Bitcoin Plunges to $70,000: Is This the Four-Year Cycle at Work or the End of the Bull Market?

Markets
更新済み: 2026-03-11 13:10

March 11, 2026: Bitcoin (BTC) is hovering around the $70,000 mark. Just five months ago, the market was celebrating a historic high of $126,000. Now, with a nearly 45% drop, narratives like "super cycle" and "institutional bull market" have come under a cloud. This dramatic correction isn’t just about numbers—it’s a systemic stress test for the crypto market’s deeply held belief in the "four-year cycle."

What triggered this deep correction of more than 45%?

From the $126,000 peak in October 2025 to today, the Bitcoin market has undergone a classic and intense structural shift.

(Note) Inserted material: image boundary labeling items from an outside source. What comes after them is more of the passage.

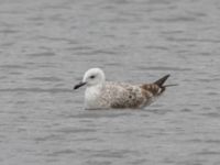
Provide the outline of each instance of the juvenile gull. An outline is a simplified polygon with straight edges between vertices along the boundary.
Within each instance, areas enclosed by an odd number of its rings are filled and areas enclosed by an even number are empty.
[[[109,108],[144,108],[161,96],[166,87],[164,85],[169,75],[152,84],[131,85],[127,82],[106,81],[100,68],[91,68],[84,75],[82,81],[74,87],[87,85],[85,92],[85,109]]]

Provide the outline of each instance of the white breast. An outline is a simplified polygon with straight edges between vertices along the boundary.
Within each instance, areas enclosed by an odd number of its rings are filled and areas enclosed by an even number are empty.
[[[85,108],[86,109],[98,109],[100,107],[100,88],[97,86],[87,87],[85,92]]]

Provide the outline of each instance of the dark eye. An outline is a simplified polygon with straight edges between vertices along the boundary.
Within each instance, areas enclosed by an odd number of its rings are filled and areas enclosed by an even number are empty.
[[[94,78],[95,78],[95,76],[92,75],[92,76],[90,76],[90,78],[91,78],[91,79],[94,79]]]

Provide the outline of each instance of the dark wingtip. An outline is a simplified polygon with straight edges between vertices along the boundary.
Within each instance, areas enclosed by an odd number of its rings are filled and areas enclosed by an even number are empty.
[[[160,78],[158,80],[156,80],[154,84],[156,84],[158,87],[163,87],[164,82],[166,81],[166,79],[169,77],[170,75],[166,75],[162,78]]]

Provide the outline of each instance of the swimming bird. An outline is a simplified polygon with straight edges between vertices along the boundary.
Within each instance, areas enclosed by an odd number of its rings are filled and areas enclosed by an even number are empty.
[[[106,81],[105,73],[100,68],[90,68],[82,80],[74,89],[87,86],[85,92],[85,109],[130,108],[140,109],[151,105],[161,96],[169,75],[151,84],[131,85],[128,82]]]

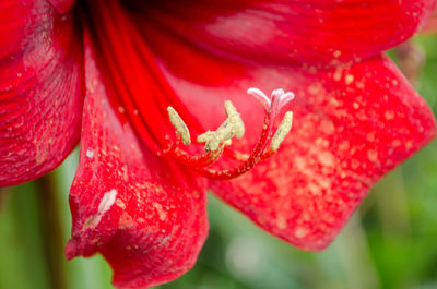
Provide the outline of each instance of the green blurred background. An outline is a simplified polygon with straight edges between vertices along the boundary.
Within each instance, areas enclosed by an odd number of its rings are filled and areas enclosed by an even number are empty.
[[[412,43],[426,51],[416,86],[436,113],[437,36]],[[211,231],[196,267],[157,288],[437,289],[436,148],[433,142],[379,182],[321,253],[292,248],[210,196]],[[64,258],[76,158],[74,152],[48,177],[0,193],[0,289],[113,288],[101,256]]]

On the surface, geopolitical tensions—such as the situation in Iran—sparked short-term panic selling, but that alone doesn’t explain months of persistent weakness. The core catalyst lies in the market’s inherent "leverage fragility." At the tail end of the bull run, digital asset treasury firms like MicroStrategy (now renamed Strategy) accumulated massive Bitcoin holdings and built complex leveraged positions using tools like convertible bonds. When prices broke key psychological levels, the marginal repayment pressure on these leveraged structures became evident. Concerns that these firms might be forced to sell Bitcoin created sustained selling pressure. This systemic worry, driven by a single entity’s leverage, replaced the typical profit-taking seen in past bull markets and became the initial accelerator for this downturn.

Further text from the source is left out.